The researcher in the project neglected to mention what I see as a huge advantage to using swarm-intelligence: graceful degradation. That is, in most common machines and software, if a single part breaks down, the effects on the systems functioning can be catastrophic. However in other systems, such as a neural network for example, the deterioration of a section of the system will not lead to a total loss of function -the sytem will degrade gracefully. It seems to me a reasonable assumption that this will apply similarly to swarms, so long as there aren't key robots whose existence is essential to the proper functioning of the system.
This sounds like the Rodney Brooks part of Fast Cheap and Out of Control.
There are some odd things afoot now, in the Villa Straylight.
So, until I had a VERY clear understanding of the of the behavoural limits of a "collective intelligence" system, I'd be careful of getting overly optimistic about where I could apply it.
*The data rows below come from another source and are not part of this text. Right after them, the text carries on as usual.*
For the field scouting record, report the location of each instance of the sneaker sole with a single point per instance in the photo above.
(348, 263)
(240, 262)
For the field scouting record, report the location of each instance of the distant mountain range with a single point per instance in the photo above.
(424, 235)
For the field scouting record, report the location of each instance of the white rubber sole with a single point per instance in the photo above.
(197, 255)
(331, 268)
I'd certainly test and study the living hell out of it before employing it in a situation where I could experience "mission critical failures".
Another book for the (ant) pile is Emergence: The Connected Lives of Ants, Brains, Cities and Software by Steven Johnson.
All out of bubblegum...
I clicked on the link, "cool little robots called U-bots", and found much to my suprise, that it loaded right up, and wasn't slashdotted, apparently due to a lack of interest. Anyway, they show little robots sorting things, and from the pictures, it seems that they have a looong way to go, getting the colored pucks sorted correctly. Perhaps this is a picture of when they started the task, and we will eventually be treated to a picture of the finished sorting project.
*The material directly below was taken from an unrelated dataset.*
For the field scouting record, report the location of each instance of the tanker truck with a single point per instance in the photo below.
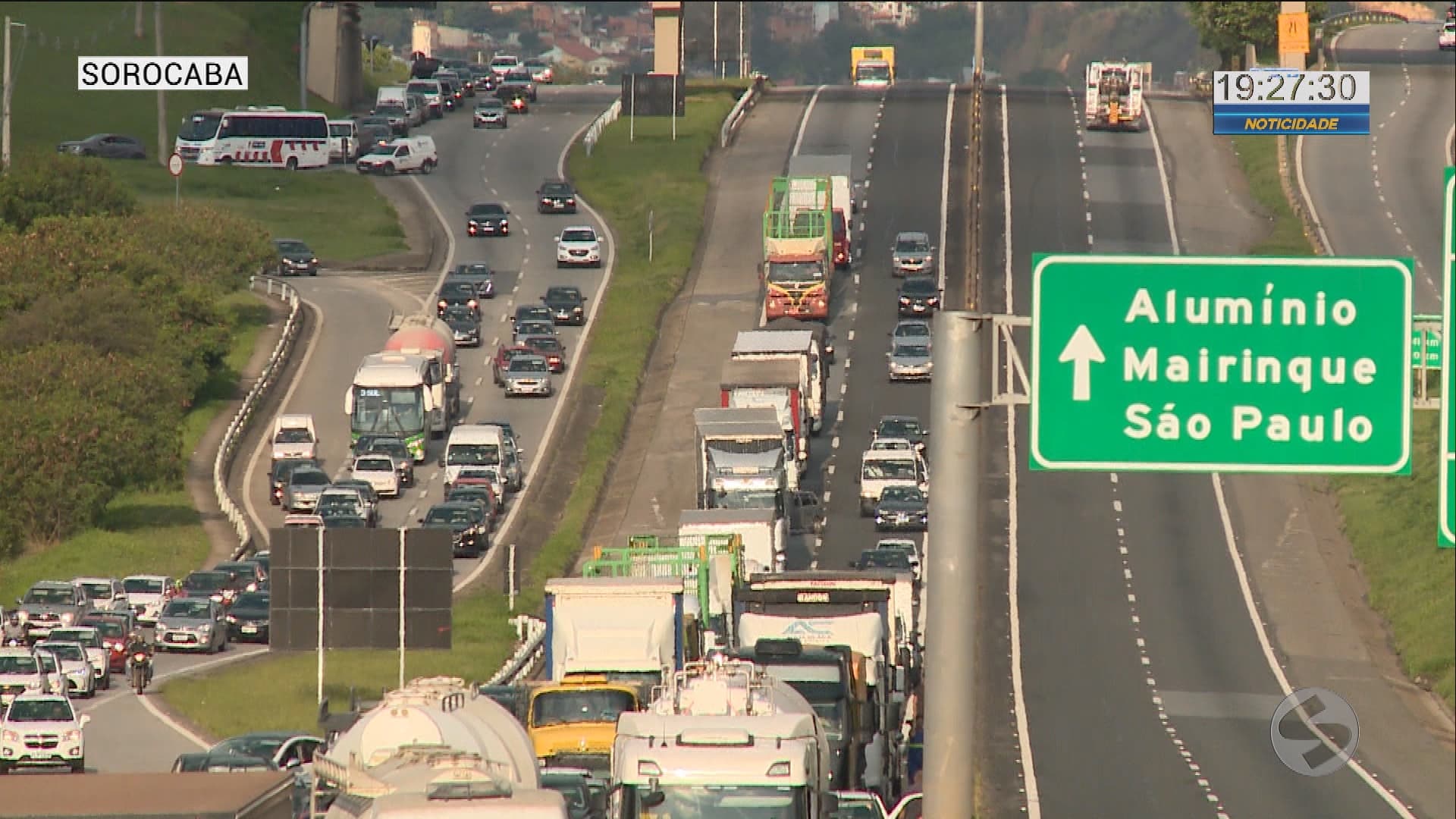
(435, 340)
I absolutely agree. I don't have the reference, but it's a known fact, that the message, how many new workers and soldiers have to be breed (the ratio), is being transmitted by hormones/pheromones while cross-feeding. That means, that on the second day, the composition of the population has adapted itself a bit to the new requirements. There's no need to call on a mysterious collective mind for explaining this! Give it an ant's lifetime (about a month?) and the time for coping with a destroyed nest will be back to the initial value.
when miscooked, they resemble a boot!
"You're right," Fisheye says. "I should have set it on 'whip' or 'chop.'"
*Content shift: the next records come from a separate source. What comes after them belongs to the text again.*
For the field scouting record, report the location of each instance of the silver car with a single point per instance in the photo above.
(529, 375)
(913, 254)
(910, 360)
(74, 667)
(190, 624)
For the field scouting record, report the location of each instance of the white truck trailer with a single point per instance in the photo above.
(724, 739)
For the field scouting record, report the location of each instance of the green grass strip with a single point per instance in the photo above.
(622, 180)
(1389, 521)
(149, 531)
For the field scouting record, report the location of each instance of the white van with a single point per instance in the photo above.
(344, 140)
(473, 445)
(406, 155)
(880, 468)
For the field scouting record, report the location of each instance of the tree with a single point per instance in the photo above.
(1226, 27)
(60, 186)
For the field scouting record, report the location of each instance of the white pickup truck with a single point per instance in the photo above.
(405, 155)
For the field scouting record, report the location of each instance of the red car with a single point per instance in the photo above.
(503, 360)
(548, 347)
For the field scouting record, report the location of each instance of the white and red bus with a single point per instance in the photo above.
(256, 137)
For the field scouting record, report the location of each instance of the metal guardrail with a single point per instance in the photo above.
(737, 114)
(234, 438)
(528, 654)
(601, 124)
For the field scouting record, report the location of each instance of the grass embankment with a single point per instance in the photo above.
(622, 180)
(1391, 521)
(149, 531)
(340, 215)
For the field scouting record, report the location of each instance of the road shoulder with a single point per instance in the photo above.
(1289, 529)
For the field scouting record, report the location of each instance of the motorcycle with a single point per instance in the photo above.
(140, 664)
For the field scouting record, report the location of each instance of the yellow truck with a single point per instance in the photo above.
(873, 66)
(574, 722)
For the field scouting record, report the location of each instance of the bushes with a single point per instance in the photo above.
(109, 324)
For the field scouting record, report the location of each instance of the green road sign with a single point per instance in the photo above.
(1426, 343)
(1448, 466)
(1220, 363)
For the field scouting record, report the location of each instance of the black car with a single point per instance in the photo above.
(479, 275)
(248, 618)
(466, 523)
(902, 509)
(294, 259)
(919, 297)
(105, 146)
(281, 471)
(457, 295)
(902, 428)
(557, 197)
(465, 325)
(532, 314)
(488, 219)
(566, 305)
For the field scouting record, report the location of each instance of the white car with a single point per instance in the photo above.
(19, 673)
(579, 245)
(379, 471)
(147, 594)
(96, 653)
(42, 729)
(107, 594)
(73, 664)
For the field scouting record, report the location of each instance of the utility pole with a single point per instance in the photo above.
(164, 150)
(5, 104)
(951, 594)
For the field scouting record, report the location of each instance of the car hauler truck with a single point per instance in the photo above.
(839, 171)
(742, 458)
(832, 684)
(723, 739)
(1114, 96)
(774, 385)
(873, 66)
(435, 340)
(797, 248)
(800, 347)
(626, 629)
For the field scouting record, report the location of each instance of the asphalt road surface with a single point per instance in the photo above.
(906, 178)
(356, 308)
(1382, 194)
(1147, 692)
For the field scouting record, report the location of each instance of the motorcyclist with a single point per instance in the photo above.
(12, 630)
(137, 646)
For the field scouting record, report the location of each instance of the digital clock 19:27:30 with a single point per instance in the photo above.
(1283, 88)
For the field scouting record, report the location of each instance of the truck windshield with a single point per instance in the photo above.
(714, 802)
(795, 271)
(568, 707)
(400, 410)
Atleast they be comforted by the fact they dont have to read these blogs. Come on...
Life is too short for a 40 hour work week.
I'd wager that the information content of a typical ant-trail is greater than that of the typical slashdot post. It may not seem like it to us, because we don't place as much value on things like "go left around this rock" as we do on things like "I soviet Russia the rocks go left around you!" but from an information-theory standpoint the ants have us beaten hands down.